Updated on 2024-08-14 GMT+08:00

Parameter Overview

You can use ReleaseDatasetStep to create a dataset release phase. The following is an example of defining a ReleaseDatasetStep.

Table 1 ReleaseDatasetStep

Parameter

Description

Mandatory

Data Type

name

Name of a dataset release phase. The name contains a maximum of 64 characters, including only letters, digits, underscores (_), and hyphens (-). It must start with a letter and must be unique in a workflow.

Yes

str

inputs

Inputs of the dataset release phase

Yes

ReleaseDatasetInput or ReleaseDatasetInput list

outputs

Outputs of the dataset release phase

Yes

ReleaseDatasetOutput or ReleaseDatasetOutput list

title

Title for frontend display

No

str

description

Description of the dataset release phase

No

str

policy

Phase execution policy

No

StepPolicy

depend_steps

Dependency phases

No

Step or step list

Table 2 ReleaseDatasetInput

Parameter

Description

Mandatory

Data Type

name

Input name of the dataset release phase. The name can contain a maximum of 64 characters, including only letters, digits, underscores (_), and hyphens (-), and must start with a letter. The input name of a step must be unique.

Yes

str

data

Input data object of the dataset release phase

Yes

Dataset or labeling job object. Currently, only Dataset, DatasetConsumption, DatasetPlaceholder, LabelTask, LabelTaskPlaceholder, LabelTaskConsumption, and DataConsumptionSelector are supported.

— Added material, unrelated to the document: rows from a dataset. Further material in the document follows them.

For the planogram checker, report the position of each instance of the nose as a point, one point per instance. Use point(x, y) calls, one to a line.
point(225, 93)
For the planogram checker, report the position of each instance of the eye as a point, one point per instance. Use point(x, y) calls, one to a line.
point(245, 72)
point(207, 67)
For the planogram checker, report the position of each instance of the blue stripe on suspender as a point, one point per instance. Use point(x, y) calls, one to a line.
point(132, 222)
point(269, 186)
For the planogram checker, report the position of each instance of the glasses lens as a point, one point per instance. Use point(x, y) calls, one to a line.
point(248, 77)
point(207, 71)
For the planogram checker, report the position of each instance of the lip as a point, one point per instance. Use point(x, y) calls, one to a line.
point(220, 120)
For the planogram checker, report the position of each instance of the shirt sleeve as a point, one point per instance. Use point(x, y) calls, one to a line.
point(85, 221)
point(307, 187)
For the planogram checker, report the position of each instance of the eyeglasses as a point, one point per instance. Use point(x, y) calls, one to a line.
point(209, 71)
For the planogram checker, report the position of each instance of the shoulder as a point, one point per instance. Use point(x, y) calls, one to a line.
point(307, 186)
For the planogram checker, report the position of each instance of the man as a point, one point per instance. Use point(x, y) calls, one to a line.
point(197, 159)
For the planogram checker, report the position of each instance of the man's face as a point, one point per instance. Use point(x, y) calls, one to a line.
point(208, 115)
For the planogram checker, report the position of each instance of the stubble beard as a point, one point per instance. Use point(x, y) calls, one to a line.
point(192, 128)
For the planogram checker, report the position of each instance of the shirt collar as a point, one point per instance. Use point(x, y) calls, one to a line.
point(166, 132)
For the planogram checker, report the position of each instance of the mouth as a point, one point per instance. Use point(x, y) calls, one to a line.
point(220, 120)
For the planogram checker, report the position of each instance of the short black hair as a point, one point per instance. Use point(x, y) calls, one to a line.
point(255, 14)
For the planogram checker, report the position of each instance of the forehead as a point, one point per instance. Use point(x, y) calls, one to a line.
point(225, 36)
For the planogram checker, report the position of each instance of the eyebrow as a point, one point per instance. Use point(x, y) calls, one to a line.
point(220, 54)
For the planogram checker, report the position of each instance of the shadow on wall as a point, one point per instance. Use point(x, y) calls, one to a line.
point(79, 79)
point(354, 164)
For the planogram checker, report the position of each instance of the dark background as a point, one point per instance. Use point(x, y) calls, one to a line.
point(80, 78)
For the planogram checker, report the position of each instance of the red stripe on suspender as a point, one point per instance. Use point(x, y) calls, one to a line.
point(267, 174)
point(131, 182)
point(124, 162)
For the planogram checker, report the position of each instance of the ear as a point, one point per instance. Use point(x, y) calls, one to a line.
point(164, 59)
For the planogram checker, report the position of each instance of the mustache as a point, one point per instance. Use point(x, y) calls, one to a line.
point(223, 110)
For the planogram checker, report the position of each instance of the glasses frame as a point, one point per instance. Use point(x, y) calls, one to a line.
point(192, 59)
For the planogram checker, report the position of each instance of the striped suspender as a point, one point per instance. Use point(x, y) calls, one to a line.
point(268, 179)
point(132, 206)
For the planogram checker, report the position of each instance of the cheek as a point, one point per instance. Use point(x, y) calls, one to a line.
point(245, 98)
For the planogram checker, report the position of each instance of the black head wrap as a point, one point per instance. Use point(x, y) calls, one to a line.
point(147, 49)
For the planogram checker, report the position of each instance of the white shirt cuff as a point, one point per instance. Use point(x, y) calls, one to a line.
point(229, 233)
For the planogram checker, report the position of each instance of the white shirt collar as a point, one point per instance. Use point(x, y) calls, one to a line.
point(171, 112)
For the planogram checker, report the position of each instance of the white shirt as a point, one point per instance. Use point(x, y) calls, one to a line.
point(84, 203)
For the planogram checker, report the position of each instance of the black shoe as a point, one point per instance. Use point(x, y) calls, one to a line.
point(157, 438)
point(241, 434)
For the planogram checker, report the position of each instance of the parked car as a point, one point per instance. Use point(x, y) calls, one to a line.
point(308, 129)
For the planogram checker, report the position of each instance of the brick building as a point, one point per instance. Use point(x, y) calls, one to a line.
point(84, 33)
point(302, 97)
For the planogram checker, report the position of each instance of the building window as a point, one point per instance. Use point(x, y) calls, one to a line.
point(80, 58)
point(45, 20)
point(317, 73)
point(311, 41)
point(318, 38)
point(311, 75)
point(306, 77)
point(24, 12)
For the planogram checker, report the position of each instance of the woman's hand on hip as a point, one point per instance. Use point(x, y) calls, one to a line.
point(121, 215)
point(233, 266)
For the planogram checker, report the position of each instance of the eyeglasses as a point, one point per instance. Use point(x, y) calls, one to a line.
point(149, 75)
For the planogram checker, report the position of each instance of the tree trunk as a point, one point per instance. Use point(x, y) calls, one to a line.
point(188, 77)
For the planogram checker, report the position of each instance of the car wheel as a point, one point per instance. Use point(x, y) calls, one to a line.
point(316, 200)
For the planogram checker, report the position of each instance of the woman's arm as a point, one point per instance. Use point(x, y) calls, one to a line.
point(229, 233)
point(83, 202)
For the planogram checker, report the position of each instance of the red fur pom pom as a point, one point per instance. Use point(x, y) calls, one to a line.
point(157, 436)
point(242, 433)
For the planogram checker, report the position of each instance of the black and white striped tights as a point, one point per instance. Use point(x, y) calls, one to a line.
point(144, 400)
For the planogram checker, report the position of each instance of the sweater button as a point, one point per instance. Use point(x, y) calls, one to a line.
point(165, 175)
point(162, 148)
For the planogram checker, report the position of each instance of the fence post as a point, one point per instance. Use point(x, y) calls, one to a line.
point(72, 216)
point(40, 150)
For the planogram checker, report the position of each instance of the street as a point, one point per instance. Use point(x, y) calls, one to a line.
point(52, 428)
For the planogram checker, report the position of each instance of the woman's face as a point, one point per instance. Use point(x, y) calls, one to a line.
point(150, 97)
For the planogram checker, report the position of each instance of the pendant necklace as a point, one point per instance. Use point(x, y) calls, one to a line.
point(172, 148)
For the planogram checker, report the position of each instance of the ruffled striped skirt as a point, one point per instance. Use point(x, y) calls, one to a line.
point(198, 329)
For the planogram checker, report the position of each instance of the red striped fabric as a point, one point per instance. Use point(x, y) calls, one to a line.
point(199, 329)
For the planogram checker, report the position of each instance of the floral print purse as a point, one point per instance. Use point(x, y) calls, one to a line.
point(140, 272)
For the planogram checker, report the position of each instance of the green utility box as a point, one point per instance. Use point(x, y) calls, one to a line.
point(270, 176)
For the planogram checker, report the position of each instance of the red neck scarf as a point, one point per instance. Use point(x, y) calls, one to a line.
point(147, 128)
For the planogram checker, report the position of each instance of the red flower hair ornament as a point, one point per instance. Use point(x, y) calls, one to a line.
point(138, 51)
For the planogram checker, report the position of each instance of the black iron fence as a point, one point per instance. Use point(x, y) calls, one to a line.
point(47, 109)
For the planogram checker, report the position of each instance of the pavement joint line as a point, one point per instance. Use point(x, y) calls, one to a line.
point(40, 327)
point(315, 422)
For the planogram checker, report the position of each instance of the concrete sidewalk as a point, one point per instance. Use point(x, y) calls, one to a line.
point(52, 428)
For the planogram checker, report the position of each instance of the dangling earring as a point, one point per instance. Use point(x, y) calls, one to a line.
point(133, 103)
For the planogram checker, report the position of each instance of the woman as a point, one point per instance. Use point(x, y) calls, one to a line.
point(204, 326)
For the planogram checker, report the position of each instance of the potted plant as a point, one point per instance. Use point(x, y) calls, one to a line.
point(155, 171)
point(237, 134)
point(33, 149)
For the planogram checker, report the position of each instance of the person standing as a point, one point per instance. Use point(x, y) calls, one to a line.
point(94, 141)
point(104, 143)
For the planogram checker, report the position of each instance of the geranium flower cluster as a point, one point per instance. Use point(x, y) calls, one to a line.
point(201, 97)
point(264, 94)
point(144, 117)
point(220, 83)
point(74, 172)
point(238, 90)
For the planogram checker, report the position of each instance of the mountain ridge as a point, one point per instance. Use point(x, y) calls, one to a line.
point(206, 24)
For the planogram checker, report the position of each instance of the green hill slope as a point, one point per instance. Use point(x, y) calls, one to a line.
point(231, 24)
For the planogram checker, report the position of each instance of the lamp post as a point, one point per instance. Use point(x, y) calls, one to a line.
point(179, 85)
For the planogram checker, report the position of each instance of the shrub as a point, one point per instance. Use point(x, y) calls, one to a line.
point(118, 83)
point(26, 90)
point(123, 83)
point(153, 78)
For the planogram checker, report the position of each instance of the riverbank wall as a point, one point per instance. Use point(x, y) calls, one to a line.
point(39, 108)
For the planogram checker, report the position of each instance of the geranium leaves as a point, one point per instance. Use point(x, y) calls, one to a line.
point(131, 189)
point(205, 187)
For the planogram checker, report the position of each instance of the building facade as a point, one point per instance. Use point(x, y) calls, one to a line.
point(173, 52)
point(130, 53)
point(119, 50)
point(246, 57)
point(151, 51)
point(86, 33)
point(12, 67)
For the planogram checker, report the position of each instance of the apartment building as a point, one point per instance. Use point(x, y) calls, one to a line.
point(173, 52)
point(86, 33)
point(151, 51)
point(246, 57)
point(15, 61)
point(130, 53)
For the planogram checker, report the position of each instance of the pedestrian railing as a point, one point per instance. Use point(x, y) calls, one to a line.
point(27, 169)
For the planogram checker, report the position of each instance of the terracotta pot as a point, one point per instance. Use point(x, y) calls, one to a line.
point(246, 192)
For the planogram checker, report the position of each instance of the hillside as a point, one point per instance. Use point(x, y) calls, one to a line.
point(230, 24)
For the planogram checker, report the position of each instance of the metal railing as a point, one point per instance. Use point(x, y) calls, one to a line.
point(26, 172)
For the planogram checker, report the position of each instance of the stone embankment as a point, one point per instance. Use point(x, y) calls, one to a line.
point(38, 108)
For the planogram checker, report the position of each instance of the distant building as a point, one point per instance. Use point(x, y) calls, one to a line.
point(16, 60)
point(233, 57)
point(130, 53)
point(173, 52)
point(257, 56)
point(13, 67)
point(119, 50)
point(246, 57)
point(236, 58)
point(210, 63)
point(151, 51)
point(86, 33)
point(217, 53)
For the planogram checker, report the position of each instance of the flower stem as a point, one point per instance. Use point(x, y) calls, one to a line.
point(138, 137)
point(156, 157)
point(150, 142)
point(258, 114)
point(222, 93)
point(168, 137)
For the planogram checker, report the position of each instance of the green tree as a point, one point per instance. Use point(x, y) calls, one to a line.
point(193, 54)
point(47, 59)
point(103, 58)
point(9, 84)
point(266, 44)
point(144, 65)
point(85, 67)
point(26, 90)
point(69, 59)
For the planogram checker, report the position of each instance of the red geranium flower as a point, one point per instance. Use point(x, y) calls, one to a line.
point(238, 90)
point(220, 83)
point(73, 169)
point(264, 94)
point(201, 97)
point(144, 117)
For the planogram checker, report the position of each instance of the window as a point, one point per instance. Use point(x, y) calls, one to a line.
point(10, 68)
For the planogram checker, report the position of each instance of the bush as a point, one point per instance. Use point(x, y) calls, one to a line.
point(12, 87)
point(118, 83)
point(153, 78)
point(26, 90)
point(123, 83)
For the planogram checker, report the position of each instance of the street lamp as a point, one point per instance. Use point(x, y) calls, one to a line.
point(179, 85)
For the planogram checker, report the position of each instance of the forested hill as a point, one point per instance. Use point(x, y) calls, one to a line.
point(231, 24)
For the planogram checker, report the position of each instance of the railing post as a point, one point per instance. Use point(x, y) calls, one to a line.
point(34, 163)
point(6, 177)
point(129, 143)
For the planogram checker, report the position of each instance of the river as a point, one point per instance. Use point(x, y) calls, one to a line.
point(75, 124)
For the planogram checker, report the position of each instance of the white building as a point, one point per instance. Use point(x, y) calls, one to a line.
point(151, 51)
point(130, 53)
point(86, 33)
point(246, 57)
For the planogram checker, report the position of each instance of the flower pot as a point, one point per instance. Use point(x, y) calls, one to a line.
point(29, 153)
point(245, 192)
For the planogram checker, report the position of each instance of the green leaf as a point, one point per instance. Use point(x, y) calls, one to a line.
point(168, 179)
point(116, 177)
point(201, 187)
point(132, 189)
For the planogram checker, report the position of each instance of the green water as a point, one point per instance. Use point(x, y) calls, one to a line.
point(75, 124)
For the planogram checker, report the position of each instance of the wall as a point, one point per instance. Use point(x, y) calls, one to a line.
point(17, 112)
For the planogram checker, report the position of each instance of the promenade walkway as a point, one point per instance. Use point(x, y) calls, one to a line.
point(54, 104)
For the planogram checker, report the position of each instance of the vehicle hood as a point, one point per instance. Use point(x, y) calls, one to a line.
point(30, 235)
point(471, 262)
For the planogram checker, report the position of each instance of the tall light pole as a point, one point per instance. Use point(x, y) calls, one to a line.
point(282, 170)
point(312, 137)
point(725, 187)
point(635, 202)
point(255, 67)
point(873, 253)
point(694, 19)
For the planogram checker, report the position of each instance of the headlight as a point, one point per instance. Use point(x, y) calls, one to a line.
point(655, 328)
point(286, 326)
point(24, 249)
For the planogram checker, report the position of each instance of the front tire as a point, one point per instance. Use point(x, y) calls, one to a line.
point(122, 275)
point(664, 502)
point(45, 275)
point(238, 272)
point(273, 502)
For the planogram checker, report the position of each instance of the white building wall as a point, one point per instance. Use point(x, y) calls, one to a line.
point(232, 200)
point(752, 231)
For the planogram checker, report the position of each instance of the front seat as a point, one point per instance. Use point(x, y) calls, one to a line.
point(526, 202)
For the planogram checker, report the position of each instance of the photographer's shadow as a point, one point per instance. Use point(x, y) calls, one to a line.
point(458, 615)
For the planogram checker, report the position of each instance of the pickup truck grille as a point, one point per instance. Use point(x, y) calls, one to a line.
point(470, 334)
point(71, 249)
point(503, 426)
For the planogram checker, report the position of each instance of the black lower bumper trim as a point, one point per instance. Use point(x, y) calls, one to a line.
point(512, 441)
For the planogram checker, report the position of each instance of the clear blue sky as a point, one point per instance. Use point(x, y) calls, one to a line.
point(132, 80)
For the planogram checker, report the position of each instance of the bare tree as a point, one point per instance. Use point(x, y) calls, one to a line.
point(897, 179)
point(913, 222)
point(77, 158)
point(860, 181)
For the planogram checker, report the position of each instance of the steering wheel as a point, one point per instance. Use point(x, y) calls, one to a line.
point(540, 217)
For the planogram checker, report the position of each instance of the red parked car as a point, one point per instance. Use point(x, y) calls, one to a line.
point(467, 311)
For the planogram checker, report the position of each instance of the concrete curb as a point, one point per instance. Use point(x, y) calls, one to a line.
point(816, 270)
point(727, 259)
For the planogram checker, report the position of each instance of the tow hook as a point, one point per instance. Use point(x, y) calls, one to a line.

Table 3 ReleaseDatasetOutput

Parameter

Description

Mandatory

Data Type

name

Output name of the dataset release phase. The name can contain a maximum of 64 characters, including only letters, digits, underscores (_), and hyphens (-), and must start with a letter. The output name of a step must be unique.

Yes

str

dataset_version_config

Configurations for dataset version release

Yes

DatasetVersionConfig

Table 4 DatasetVersionConfig

Parameter

Description

Mandatory

Data Type

version_name

Dataset version name. By default, the dataset version is named in ascending order of V001 and V002.

No

str or Placeholder

version_format

Version format, which defaults to Default. You can also set it to CarbonData.

No

str

train_evaluate_sample_ratio

Ratio between the training set and validation set, which defaults to 1.00. The value ranges from 0 to 1.00. For example, 0.8 indicates the ratio for the training set is 80%, and that for the validation set is 20%.

No

str or Placeholder

clear_hard_property

Whether to clear hard examples. The default value is True.

No

bool or Placeholder

remove_sample_usage

Whether to clear existing usage information of a dataset. The default value is True.

No

bool or Placeholder

label_task_type

Type of a labeling job. If the input is a dataset, this field is mandatory and is used to specify the labeling scenario of the dataset version. If the input is a labeling job, this field does not need to be configured.

No

LabelTaskTypeEnum

The following types are supported:

  • IMAGE_CLASSIFICATION
  • OBJECT_DETECTION = 1
  • IMAGE_SEGMENTATION
  • TEXT_CLASSIFICATION
  • NAMED_ENTITY_RECOGNITION
  • TEXT_TRIPLE
  • AUDIO_CLASSIFICATION
  • SPEECH_CONTENT

    SPEECH_SEGMENTATION

  • TABLE
  • VIDEO_ANNOTATION

description

Description of a version

No

str

If there is no special requirement, use the default values.